Hussey describes each piece in the way you’d imagine someone describing a first date — excited, scattered, unsure. “These things, I am sweating over and angry at night,” says Hussey of his canvases. “Some of these only take three days where some lingered for three months.”

Hussey has been painting on canvas for about four years now, but he says that his first love are his works on paper. After years away from paper, Hussey has returned to this passion in Badeschiff. “My works on paper, you can see the spontaneity and the pencil marks, just as you would do it,” he says. “I had avoided working on paper for so long because I was tired of the cost of framing, frankly. But I love the way paper responds to materials. A lot of customers want the stuff that’s more graspable.”


This practical side of Hussey — creating works that sell — speaks to his condition as a modern working artist. Hussey cares deeply about the work he creates, but that doesn’t mean he doesn’t want to make a living off of it. “Charleston’s not easy at all,” he admits. “Sometimes I wonder why I’m doing it. I get so excited to get this place ready, get everybody here. I lose steam if I think too hard about the reality of what comes from it sometimes. I go through times when it’s really flush and times when I think, ‘What am I, crazy?'”

Crazy or not, Hussey has found his way through this past year with the help of those canvases propped against his studio wall. “I’ve hit a new level,” he says. “I don’t know if you ever really do or what my answer really is, but, I’ve started to find my way. That’s why the styles changed through the months. Because I was totally lost. I was distracted. It’s really hard to care or understand art when you’re grieving or going through shit. The pool for me is a groove.”

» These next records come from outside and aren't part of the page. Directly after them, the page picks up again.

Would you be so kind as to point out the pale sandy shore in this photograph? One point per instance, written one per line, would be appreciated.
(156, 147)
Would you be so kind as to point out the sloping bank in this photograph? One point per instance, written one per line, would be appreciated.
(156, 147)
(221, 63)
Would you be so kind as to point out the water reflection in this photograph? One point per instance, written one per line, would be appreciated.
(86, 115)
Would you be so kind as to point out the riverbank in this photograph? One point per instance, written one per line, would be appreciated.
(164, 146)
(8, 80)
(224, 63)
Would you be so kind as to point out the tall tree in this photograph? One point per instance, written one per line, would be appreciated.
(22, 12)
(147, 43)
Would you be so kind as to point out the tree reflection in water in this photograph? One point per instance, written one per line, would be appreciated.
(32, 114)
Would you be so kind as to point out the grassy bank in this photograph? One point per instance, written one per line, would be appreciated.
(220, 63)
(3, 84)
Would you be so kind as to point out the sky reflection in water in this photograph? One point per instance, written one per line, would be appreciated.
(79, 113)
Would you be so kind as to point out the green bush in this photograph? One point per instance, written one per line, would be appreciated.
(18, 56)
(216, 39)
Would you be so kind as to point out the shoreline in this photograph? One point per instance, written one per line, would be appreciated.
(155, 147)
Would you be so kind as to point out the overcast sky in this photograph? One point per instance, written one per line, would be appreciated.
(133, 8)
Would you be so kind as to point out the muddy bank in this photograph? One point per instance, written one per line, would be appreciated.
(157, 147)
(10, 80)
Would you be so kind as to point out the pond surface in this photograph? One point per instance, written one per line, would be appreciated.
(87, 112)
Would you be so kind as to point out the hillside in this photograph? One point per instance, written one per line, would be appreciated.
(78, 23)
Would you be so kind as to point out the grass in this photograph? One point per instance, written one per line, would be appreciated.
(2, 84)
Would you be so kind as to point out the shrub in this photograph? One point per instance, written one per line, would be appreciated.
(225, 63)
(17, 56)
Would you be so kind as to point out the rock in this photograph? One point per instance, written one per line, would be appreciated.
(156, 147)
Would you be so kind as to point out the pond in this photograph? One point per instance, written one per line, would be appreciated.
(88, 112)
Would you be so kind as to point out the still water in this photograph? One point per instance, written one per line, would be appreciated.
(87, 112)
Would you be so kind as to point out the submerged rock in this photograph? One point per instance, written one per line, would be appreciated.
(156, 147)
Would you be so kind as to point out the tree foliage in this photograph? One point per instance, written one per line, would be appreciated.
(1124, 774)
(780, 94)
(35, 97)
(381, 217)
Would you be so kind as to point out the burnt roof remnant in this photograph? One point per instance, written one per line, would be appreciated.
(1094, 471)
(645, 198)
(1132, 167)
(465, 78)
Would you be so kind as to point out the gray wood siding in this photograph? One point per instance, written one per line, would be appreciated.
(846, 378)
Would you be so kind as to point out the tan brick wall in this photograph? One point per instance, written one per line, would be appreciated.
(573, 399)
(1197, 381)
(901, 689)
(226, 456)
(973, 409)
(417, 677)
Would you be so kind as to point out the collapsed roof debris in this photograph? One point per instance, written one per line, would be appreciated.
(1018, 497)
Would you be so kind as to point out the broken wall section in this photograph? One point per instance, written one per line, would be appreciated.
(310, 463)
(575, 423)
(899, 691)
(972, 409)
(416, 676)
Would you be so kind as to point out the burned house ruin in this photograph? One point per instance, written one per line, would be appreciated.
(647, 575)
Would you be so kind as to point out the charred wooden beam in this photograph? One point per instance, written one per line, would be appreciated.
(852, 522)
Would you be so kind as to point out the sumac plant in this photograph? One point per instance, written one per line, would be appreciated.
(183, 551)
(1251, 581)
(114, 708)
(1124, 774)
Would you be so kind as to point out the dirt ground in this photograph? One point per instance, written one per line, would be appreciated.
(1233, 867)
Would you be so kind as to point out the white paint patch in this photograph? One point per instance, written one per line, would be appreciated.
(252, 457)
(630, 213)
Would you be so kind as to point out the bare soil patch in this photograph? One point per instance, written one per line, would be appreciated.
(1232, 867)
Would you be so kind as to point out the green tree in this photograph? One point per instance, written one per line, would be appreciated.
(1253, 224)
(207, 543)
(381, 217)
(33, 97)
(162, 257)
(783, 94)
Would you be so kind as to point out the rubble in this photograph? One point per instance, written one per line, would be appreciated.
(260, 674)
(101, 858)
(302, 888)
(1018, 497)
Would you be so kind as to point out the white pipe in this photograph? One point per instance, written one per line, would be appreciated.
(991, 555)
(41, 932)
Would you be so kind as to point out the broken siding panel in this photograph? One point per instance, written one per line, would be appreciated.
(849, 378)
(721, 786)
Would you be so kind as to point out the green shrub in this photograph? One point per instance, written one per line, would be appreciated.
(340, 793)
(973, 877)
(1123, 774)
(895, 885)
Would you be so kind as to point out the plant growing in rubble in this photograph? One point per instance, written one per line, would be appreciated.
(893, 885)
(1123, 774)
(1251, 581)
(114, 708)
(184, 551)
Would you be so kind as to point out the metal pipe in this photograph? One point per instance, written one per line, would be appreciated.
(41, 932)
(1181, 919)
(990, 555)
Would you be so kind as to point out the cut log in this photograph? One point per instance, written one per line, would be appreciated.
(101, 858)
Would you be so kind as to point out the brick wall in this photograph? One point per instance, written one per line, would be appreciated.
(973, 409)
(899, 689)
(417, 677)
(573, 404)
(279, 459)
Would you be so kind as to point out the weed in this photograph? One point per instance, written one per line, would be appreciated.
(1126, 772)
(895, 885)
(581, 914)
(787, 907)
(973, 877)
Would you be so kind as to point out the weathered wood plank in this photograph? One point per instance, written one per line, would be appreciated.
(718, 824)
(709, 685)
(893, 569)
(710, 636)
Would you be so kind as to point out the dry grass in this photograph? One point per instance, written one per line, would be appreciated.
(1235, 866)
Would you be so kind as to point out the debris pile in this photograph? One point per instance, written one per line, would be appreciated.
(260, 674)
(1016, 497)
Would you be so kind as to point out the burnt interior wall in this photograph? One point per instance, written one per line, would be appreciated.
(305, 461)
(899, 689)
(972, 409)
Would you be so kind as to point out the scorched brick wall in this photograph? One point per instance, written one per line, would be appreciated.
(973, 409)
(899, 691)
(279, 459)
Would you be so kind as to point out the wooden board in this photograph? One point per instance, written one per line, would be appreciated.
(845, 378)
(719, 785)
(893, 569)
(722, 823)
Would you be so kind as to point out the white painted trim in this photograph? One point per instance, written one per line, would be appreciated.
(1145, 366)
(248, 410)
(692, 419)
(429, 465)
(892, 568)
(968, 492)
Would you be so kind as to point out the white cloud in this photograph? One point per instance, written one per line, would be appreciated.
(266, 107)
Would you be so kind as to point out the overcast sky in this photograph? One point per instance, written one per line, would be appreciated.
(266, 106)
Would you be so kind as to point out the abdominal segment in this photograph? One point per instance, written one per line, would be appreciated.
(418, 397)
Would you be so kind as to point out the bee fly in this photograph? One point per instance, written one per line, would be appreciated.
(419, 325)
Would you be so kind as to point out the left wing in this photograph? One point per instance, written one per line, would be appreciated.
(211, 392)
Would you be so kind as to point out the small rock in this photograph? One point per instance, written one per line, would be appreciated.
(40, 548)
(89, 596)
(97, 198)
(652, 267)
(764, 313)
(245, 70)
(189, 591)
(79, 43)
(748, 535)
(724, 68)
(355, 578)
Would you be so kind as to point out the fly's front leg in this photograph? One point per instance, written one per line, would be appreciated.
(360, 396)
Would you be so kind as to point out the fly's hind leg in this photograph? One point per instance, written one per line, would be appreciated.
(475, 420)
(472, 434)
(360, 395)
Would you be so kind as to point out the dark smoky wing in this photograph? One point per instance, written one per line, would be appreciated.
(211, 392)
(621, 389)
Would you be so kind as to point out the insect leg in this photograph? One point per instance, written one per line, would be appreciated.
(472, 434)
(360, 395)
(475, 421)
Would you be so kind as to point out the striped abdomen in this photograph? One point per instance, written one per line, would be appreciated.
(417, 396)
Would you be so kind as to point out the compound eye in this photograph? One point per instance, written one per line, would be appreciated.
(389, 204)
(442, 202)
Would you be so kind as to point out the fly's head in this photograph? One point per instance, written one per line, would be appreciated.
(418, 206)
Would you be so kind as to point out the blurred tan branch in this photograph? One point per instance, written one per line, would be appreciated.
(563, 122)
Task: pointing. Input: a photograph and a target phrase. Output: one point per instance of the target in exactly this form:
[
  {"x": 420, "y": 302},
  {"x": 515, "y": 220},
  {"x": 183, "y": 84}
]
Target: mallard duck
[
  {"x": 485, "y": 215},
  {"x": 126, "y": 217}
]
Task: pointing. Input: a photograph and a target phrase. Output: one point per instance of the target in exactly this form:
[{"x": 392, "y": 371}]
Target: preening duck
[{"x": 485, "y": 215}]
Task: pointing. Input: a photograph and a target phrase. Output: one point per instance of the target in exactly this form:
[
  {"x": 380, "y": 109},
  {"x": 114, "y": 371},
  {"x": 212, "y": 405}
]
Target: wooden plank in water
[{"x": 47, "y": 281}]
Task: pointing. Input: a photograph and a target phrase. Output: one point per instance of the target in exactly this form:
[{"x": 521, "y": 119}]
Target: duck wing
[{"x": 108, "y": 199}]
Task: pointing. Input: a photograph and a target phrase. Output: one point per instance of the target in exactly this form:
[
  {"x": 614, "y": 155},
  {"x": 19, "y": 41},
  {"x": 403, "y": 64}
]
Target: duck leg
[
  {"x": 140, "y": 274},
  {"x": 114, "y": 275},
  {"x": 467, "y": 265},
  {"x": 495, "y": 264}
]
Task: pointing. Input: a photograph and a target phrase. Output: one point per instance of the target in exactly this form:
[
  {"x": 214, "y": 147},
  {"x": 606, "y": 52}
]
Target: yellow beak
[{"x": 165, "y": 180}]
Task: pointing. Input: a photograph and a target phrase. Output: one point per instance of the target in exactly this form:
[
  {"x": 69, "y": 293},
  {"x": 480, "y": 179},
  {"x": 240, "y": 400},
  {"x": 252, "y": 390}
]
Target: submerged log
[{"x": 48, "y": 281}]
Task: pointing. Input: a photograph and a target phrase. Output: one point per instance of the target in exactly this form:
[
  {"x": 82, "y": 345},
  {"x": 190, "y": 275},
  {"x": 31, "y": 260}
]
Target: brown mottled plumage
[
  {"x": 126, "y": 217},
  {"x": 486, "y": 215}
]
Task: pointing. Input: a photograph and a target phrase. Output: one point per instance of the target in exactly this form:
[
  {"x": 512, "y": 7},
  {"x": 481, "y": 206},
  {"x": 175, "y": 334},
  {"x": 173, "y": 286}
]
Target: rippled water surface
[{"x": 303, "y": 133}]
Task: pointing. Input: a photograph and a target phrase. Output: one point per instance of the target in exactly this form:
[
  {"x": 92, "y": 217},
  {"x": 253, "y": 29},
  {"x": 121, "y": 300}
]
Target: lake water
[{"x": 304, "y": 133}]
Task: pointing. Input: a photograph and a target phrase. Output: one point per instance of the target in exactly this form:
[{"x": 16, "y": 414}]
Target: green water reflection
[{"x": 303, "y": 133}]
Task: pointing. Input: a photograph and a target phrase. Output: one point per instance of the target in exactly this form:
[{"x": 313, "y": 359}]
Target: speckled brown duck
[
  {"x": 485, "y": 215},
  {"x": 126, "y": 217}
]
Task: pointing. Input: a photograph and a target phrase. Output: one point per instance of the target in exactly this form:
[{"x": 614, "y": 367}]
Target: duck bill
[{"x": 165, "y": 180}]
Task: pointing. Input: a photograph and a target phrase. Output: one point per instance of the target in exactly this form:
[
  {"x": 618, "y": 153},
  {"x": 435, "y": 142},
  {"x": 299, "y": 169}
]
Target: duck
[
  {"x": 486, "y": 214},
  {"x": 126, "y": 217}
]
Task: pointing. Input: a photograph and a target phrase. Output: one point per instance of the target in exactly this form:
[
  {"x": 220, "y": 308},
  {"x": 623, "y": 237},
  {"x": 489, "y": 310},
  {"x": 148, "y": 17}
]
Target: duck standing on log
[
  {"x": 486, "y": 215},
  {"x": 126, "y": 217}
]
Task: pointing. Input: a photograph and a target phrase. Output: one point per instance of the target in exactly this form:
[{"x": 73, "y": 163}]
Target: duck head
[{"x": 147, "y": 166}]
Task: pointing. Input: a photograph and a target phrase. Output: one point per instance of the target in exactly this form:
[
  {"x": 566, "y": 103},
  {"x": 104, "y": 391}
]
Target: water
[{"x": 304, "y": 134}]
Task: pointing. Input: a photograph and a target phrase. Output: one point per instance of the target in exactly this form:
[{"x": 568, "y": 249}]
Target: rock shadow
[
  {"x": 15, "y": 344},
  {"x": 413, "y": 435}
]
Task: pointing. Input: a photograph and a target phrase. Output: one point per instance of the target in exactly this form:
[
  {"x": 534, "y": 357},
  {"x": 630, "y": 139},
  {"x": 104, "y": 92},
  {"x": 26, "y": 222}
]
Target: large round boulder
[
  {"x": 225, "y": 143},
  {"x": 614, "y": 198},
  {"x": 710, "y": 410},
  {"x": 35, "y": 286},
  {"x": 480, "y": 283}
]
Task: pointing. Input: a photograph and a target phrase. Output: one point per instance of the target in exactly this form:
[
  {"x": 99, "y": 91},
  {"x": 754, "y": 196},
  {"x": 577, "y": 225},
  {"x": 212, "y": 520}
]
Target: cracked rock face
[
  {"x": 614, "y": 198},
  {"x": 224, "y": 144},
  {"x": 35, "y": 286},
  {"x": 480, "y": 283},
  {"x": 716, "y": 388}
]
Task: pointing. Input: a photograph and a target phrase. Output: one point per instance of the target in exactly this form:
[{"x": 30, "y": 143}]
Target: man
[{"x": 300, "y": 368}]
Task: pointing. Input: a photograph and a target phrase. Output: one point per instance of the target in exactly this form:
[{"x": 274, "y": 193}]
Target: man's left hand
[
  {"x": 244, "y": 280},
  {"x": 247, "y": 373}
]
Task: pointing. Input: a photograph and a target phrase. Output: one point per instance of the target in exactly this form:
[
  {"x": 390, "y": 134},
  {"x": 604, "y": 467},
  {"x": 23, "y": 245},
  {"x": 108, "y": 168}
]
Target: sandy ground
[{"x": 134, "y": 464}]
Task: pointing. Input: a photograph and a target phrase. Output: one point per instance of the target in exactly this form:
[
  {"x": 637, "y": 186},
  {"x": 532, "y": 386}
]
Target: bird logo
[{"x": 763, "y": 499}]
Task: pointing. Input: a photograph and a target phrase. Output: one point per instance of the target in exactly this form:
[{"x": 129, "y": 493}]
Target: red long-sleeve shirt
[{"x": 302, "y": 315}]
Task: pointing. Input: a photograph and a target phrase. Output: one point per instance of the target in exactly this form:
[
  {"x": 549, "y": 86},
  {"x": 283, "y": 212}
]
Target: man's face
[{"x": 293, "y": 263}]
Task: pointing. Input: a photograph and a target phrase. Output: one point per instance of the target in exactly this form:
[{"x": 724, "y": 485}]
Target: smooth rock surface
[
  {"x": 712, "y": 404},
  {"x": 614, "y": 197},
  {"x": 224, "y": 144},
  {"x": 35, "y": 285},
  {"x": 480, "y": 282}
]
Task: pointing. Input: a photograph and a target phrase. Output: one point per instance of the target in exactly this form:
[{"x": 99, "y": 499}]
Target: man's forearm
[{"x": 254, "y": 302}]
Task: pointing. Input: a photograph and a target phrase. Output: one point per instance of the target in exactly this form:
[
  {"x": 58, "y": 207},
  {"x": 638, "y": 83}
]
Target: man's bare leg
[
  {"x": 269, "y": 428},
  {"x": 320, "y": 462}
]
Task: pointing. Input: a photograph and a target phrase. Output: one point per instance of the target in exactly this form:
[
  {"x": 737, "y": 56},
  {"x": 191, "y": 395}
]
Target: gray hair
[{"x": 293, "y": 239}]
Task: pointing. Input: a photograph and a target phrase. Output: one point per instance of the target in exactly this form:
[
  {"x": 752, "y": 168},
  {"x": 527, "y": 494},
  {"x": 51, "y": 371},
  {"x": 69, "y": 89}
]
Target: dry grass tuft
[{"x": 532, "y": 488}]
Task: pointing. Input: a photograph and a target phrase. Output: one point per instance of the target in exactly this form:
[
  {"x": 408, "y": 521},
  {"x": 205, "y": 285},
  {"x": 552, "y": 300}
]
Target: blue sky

“Day to day, things are growing,” says Hussey. “That’s sort of happening toward the end.” He pulls several canvases away from a smaller, dark one, the last in a line of months of work. There’s an image of a girl, a peaceful look on her face, something tangible in a sea of Hussey’s abstract works. “This one is about the promise of the future,” he says. “Kind of like Pandora’s box a little bit. There’s the innocence of the child and what the future holds. She’s sort of in the box but she’s also holding it at the same time. It’s really positive to me.”